Show Abstract | Download Original | Original Source | Check in Google Scholar | DOI: 10.58524/aidie.v2i1.158

Abstract

This study examined whether behavioral analytics derived from a Moodle-based learning management system could help identify early signs of learning disengagement in blended higher education. A quantitative predictive correlational design was used with 305 undergraduate students at Universitas Islam Negeri Raden Intan Lampung, Indonesia. Five behavioral indicators, login frequency, assignment submission timeliness, discussion participation, video completion rate, and LMS interaction breadth, were analyzed alongside scores from a 24-item Learning Disengagement Index (LDI). Multiple linear regression and four machine learning classifiers were evaluated using stratified 10-fold cross-validation. The composite behavioral model was significantly associated with LDI scores (R² = .671, p < .001), with login frequency (β = −.42) and assignment submission timeliness (β = −.38) showing the strongest standardized associations.

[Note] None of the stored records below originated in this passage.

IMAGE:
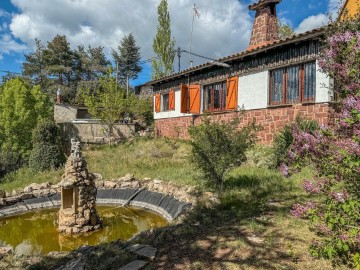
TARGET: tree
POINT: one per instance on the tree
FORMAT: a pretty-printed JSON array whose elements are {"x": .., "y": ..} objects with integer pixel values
[
  {"x": 22, "y": 106},
  {"x": 35, "y": 66},
  {"x": 60, "y": 64},
  {"x": 127, "y": 59},
  {"x": 334, "y": 152},
  {"x": 285, "y": 31},
  {"x": 163, "y": 44},
  {"x": 109, "y": 105},
  {"x": 46, "y": 153},
  {"x": 219, "y": 147}
]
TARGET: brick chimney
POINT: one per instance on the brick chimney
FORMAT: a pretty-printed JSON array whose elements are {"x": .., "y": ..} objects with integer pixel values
[{"x": 265, "y": 28}]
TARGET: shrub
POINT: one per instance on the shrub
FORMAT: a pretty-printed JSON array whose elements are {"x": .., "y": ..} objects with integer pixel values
[
  {"x": 219, "y": 147},
  {"x": 46, "y": 153},
  {"x": 334, "y": 151},
  {"x": 284, "y": 139},
  {"x": 9, "y": 161}
]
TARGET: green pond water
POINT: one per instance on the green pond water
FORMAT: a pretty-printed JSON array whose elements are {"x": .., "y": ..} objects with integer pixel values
[{"x": 36, "y": 232}]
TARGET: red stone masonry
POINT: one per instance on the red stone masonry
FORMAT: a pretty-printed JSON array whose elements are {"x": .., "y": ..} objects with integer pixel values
[
  {"x": 272, "y": 120},
  {"x": 265, "y": 27}
]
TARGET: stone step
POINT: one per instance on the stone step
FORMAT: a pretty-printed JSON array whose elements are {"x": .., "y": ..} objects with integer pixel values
[
  {"x": 134, "y": 265},
  {"x": 143, "y": 250}
]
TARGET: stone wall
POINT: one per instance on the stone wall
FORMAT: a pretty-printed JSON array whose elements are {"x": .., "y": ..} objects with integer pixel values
[
  {"x": 271, "y": 119},
  {"x": 94, "y": 132}
]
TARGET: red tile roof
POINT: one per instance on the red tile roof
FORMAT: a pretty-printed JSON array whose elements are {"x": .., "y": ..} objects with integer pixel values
[{"x": 249, "y": 51}]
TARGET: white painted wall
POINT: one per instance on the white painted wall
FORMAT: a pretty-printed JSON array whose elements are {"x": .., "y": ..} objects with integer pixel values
[
  {"x": 253, "y": 91},
  {"x": 174, "y": 113},
  {"x": 324, "y": 86}
]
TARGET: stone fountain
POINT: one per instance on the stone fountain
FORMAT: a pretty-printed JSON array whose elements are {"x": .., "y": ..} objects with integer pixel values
[{"x": 78, "y": 196}]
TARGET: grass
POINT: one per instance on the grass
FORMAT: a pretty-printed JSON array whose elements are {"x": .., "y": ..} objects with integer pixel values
[{"x": 250, "y": 228}]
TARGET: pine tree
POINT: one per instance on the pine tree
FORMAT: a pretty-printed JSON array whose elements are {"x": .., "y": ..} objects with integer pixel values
[
  {"x": 163, "y": 44},
  {"x": 127, "y": 58},
  {"x": 34, "y": 66}
]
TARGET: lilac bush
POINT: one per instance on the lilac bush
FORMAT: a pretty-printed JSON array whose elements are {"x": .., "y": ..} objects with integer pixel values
[{"x": 335, "y": 153}]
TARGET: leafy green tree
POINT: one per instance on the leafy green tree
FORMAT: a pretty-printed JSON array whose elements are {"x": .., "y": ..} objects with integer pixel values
[
  {"x": 46, "y": 153},
  {"x": 109, "y": 105},
  {"x": 127, "y": 58},
  {"x": 163, "y": 44},
  {"x": 285, "y": 31},
  {"x": 22, "y": 106},
  {"x": 219, "y": 147},
  {"x": 60, "y": 64},
  {"x": 35, "y": 66},
  {"x": 92, "y": 64}
]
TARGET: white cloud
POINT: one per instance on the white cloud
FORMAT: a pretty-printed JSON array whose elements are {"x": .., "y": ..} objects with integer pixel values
[
  {"x": 4, "y": 13},
  {"x": 8, "y": 44},
  {"x": 223, "y": 28},
  {"x": 312, "y": 22},
  {"x": 321, "y": 19}
]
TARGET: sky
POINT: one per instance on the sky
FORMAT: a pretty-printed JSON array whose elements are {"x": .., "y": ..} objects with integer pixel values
[{"x": 222, "y": 28}]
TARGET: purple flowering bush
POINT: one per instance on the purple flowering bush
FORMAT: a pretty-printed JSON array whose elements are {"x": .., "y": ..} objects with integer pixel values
[{"x": 335, "y": 153}]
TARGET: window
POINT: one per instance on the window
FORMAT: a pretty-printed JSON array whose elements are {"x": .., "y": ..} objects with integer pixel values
[
  {"x": 293, "y": 84},
  {"x": 215, "y": 97},
  {"x": 165, "y": 102}
]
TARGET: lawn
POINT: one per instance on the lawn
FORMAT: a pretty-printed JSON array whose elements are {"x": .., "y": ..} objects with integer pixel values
[{"x": 250, "y": 228}]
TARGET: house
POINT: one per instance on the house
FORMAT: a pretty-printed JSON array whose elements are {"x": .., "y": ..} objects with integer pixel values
[
  {"x": 350, "y": 9},
  {"x": 271, "y": 82}
]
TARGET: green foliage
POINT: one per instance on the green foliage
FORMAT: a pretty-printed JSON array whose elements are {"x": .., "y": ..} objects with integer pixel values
[
  {"x": 56, "y": 66},
  {"x": 285, "y": 31},
  {"x": 163, "y": 44},
  {"x": 219, "y": 147},
  {"x": 284, "y": 139},
  {"x": 109, "y": 105},
  {"x": 47, "y": 152},
  {"x": 21, "y": 107},
  {"x": 127, "y": 58}
]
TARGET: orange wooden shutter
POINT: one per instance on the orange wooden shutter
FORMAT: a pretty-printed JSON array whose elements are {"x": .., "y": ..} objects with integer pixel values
[
  {"x": 172, "y": 100},
  {"x": 232, "y": 89},
  {"x": 184, "y": 98},
  {"x": 194, "y": 97},
  {"x": 157, "y": 102}
]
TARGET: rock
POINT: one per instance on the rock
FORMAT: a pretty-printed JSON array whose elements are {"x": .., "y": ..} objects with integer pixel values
[
  {"x": 97, "y": 176},
  {"x": 23, "y": 248},
  {"x": 134, "y": 265},
  {"x": 58, "y": 254},
  {"x": 28, "y": 189},
  {"x": 99, "y": 184},
  {"x": 75, "y": 264},
  {"x": 26, "y": 196},
  {"x": 143, "y": 250},
  {"x": 128, "y": 177},
  {"x": 110, "y": 184},
  {"x": 6, "y": 250}
]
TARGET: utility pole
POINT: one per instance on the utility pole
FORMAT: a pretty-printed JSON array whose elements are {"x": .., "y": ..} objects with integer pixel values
[{"x": 179, "y": 56}]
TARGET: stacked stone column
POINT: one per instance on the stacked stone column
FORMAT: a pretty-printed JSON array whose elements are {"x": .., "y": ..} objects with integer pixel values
[{"x": 78, "y": 196}]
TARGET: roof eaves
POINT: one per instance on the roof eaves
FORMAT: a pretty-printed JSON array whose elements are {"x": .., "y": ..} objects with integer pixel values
[{"x": 298, "y": 37}]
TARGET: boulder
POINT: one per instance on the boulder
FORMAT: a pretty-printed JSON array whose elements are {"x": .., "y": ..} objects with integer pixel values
[
  {"x": 110, "y": 184},
  {"x": 6, "y": 250}
]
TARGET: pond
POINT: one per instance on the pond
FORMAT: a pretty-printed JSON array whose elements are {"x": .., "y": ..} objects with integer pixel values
[{"x": 36, "y": 232}]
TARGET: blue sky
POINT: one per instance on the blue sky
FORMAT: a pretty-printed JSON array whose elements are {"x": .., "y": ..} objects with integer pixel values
[{"x": 223, "y": 28}]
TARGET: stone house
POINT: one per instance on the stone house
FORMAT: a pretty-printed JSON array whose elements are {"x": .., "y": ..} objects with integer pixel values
[
  {"x": 272, "y": 81},
  {"x": 350, "y": 8}
]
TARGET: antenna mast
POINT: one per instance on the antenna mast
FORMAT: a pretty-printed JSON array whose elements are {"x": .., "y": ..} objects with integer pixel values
[{"x": 195, "y": 13}]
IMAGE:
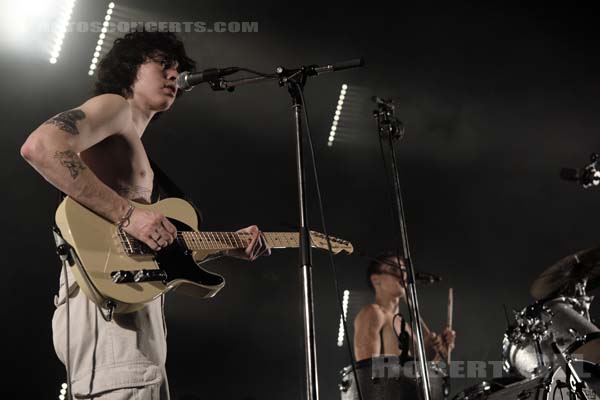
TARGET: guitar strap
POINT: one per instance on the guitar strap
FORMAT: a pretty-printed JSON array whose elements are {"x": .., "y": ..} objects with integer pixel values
[
  {"x": 165, "y": 187},
  {"x": 162, "y": 187}
]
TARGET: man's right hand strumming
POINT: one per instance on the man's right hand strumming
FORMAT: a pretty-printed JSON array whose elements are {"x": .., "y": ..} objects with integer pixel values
[{"x": 152, "y": 228}]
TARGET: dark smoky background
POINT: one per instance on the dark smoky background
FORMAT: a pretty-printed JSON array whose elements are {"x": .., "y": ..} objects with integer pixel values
[{"x": 495, "y": 101}]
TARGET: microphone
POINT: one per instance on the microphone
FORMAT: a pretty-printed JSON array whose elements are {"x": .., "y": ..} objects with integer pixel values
[
  {"x": 383, "y": 102},
  {"x": 425, "y": 277},
  {"x": 187, "y": 80},
  {"x": 587, "y": 177}
]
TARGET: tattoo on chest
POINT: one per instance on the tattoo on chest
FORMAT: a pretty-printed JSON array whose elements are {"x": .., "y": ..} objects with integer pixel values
[
  {"x": 67, "y": 121},
  {"x": 71, "y": 161}
]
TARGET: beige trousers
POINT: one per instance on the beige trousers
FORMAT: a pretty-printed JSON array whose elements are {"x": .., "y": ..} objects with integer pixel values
[{"x": 121, "y": 359}]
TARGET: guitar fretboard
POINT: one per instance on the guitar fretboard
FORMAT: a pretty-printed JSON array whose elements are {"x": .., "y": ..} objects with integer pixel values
[{"x": 231, "y": 240}]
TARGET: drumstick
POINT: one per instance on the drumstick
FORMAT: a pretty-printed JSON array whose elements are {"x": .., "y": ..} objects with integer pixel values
[{"x": 450, "y": 308}]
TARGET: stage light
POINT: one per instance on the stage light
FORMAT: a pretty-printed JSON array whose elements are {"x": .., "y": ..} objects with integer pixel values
[
  {"x": 337, "y": 114},
  {"x": 345, "y": 301},
  {"x": 101, "y": 38},
  {"x": 64, "y": 21}
]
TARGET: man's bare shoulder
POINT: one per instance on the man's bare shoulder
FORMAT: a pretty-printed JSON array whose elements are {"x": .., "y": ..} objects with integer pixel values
[
  {"x": 370, "y": 315},
  {"x": 108, "y": 105}
]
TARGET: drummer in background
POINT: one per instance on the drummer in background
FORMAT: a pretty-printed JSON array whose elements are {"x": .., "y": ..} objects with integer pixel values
[{"x": 377, "y": 325}]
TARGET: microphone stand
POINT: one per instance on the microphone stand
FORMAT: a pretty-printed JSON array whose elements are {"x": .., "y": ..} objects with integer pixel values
[
  {"x": 391, "y": 129},
  {"x": 295, "y": 80}
]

At the Week 4 checkpoint, Random Forest showed the highest classification performance among the tested algorithms (Accuracy = .832; AUC = .912), followed by Gradient Boosting. These findings suggest that early LMS behavioral traces can provide useful decision-support signals for student support in blended courses. The results should be interpreted as context-specific predictive evidence rather than causal evidence, and local validation is recommended before institutional deployment.